In the exercise of a fundamental right enshrined in the First Amendment of the Constitution, millions of people peacefully assembled in the streets, on social media, or engaged in other avenues of discourse to articulate their horror at the killing of George Floyd. They demanded that the time for change is long past due to address how we police communities and people of color. 

In Seattle, this moment of reflection has been underway since 2011, as the Department of Justice, the city of Seattle and community stakeholders have gone about the work of ensuring that Seattleites have a police department that, among other things, tracks and reviews its uses of force, incorporates community input into its policies and practices, and ensures that police contacts with individuals are constitutional. This work has been difficult, taken years, and required monitoring to ensure that SPD stays on track and that change becomes part of its culture.
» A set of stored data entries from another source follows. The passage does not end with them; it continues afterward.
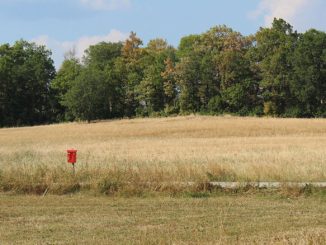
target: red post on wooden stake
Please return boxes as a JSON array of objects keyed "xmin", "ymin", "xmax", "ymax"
[{"xmin": 67, "ymin": 149, "xmax": 77, "ymax": 174}]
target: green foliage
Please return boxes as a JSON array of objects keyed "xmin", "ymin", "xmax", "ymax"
[
  {"xmin": 222, "ymin": 79, "xmax": 261, "ymax": 115},
  {"xmin": 253, "ymin": 18, "xmax": 299, "ymax": 116},
  {"xmin": 51, "ymin": 57, "xmax": 82, "ymax": 121},
  {"xmin": 84, "ymin": 42, "xmax": 123, "ymax": 68},
  {"xmin": 0, "ymin": 19, "xmax": 325, "ymax": 127},
  {"xmin": 264, "ymin": 101, "xmax": 278, "ymax": 116},
  {"xmin": 290, "ymin": 29, "xmax": 326, "ymax": 117},
  {"xmin": 162, "ymin": 57, "xmax": 178, "ymax": 113},
  {"xmin": 63, "ymin": 67, "xmax": 108, "ymax": 122},
  {"xmin": 177, "ymin": 34, "xmax": 201, "ymax": 57},
  {"xmin": 208, "ymin": 96, "xmax": 225, "ymax": 114},
  {"xmin": 60, "ymin": 42, "xmax": 126, "ymax": 121},
  {"xmin": 136, "ymin": 39, "xmax": 176, "ymax": 116},
  {"xmin": 0, "ymin": 40, "xmax": 55, "ymax": 126}
]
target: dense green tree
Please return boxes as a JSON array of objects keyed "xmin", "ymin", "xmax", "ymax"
[
  {"xmin": 84, "ymin": 42, "xmax": 123, "ymax": 68},
  {"xmin": 137, "ymin": 65, "xmax": 164, "ymax": 115},
  {"xmin": 217, "ymin": 50, "xmax": 261, "ymax": 114},
  {"xmin": 147, "ymin": 38, "xmax": 169, "ymax": 52},
  {"xmin": 175, "ymin": 25, "xmax": 258, "ymax": 114},
  {"xmin": 177, "ymin": 35, "xmax": 200, "ymax": 57},
  {"xmin": 52, "ymin": 58, "xmax": 81, "ymax": 100},
  {"xmin": 63, "ymin": 66, "xmax": 108, "ymax": 122},
  {"xmin": 62, "ymin": 42, "xmax": 125, "ymax": 120},
  {"xmin": 175, "ymin": 56, "xmax": 201, "ymax": 113},
  {"xmin": 1, "ymin": 19, "xmax": 325, "ymax": 127},
  {"xmin": 137, "ymin": 39, "xmax": 176, "ymax": 115},
  {"xmin": 201, "ymin": 26, "xmax": 260, "ymax": 114},
  {"xmin": 161, "ymin": 57, "xmax": 178, "ymax": 114},
  {"xmin": 86, "ymin": 42, "xmax": 125, "ymax": 118},
  {"xmin": 0, "ymin": 40, "xmax": 55, "ymax": 126},
  {"xmin": 51, "ymin": 56, "xmax": 82, "ymax": 120},
  {"xmin": 252, "ymin": 18, "xmax": 298, "ymax": 116},
  {"xmin": 290, "ymin": 29, "xmax": 326, "ymax": 117},
  {"xmin": 197, "ymin": 53, "xmax": 218, "ymax": 111},
  {"xmin": 119, "ymin": 32, "xmax": 145, "ymax": 117},
  {"xmin": 0, "ymin": 44, "xmax": 12, "ymax": 126},
  {"xmin": 176, "ymin": 34, "xmax": 208, "ymax": 113}
]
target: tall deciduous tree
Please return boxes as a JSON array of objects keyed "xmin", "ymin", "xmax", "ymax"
[
  {"xmin": 252, "ymin": 18, "xmax": 298, "ymax": 116},
  {"xmin": 119, "ymin": 32, "xmax": 145, "ymax": 117},
  {"xmin": 51, "ymin": 55, "xmax": 82, "ymax": 120},
  {"xmin": 291, "ymin": 29, "xmax": 326, "ymax": 117},
  {"xmin": 85, "ymin": 42, "xmax": 125, "ymax": 118},
  {"xmin": 62, "ymin": 42, "xmax": 125, "ymax": 121},
  {"xmin": 137, "ymin": 39, "xmax": 176, "ymax": 115},
  {"xmin": 161, "ymin": 57, "xmax": 178, "ymax": 114},
  {"xmin": 63, "ymin": 66, "xmax": 107, "ymax": 122},
  {"xmin": 0, "ymin": 40, "xmax": 55, "ymax": 126},
  {"xmin": 175, "ymin": 56, "xmax": 201, "ymax": 113}
]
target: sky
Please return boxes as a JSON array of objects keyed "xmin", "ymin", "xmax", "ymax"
[{"xmin": 0, "ymin": 0, "xmax": 325, "ymax": 68}]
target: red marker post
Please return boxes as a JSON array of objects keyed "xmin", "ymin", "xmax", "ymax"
[{"xmin": 67, "ymin": 149, "xmax": 77, "ymax": 174}]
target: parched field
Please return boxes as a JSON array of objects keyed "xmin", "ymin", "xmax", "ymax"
[
  {"xmin": 0, "ymin": 116, "xmax": 326, "ymax": 189},
  {"xmin": 0, "ymin": 116, "xmax": 326, "ymax": 244},
  {"xmin": 0, "ymin": 194, "xmax": 325, "ymax": 244}
]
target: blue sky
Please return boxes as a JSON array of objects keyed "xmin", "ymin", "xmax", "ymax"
[{"xmin": 0, "ymin": 0, "xmax": 325, "ymax": 68}]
But it is working. 

Many aspects of the progress of the Seattle Police Department under the consent decree, including review of force and crisis intervention, will serve as a model for other departments across the country as they navigate their own reform efforts.

Disappointingly, some city council members have seized on this moment of reflection to push their agenda to “defund the police.” While there is no clear agreement of what “defunding the police” looks like in Seattle, a majority of the city council has committed to cutting 50% from the police department’s budget. The impact of this is anyone’s guess. Will timely rape kit testing fall prey to the budget ax? Will the internet Crimes Against Children (ICAC) Task Force that pursues online sex predators make the cut? Will the gun crime intelligence initiatives that use science to aid the apprehension of violent criminals make the grade? And most important, who will bear the brunt of the cuts, the poor or the privileged? Apparently, for the council members advocating these irresponsible budget cuts, we have the following assurances — trust us; details to follow.

The lack of analysis by these city leaders and the magnitude of the consequences of this decision are both alarming and reckless. It’s like the man who jumps off a tall building and is asked as he passes the 10th floor on the way to the ground, “How’s it going?” “So far, so good,” comes the answer. But make no mistake, the impact of this decision will be rapid and devastating. 

I am not so naive or inexperienced to believe that every police officer belongs on the job. I have prosecuted some who should not wear a badge. But I have also seen the very best in these public servants — the dedication and long hours it takes to solve the rape case of a frightened child; running toward danger when every human instinct is to flee; and putting oneself between battling domestic combatants, who then turn on the officer as a common enemy. While I have seen firsthand a few bad apples, I have wept at the funerals of far more who gave their lives to protect and serve their communities.

For a number of weeks the country watched while we engaged in an experiment called the Capitol Hill Occupied Protest (CHOP). We saw the human impact of Seattle’s “hands off CHOP” policy play out in deadly fashion. Two young Black men were killed; crime rose 525%, according to Mayor Jenny Durkan; and 911 calls went unheeded or responses were greatly delayed. Put simply, CHOP quickly devolved into chaos because police were absent.

These council members now want the public to believe that scaling up the disastrous CHOP experiment to an entire police department, and across an entire city, will work. If you liked what you saw in the CHOP, then you’ll love a police department that is defunded by half. Nevertheless, Seattle’s leaders should take the advice we would all give the man contemplating jumping off that tall building — don’t jump.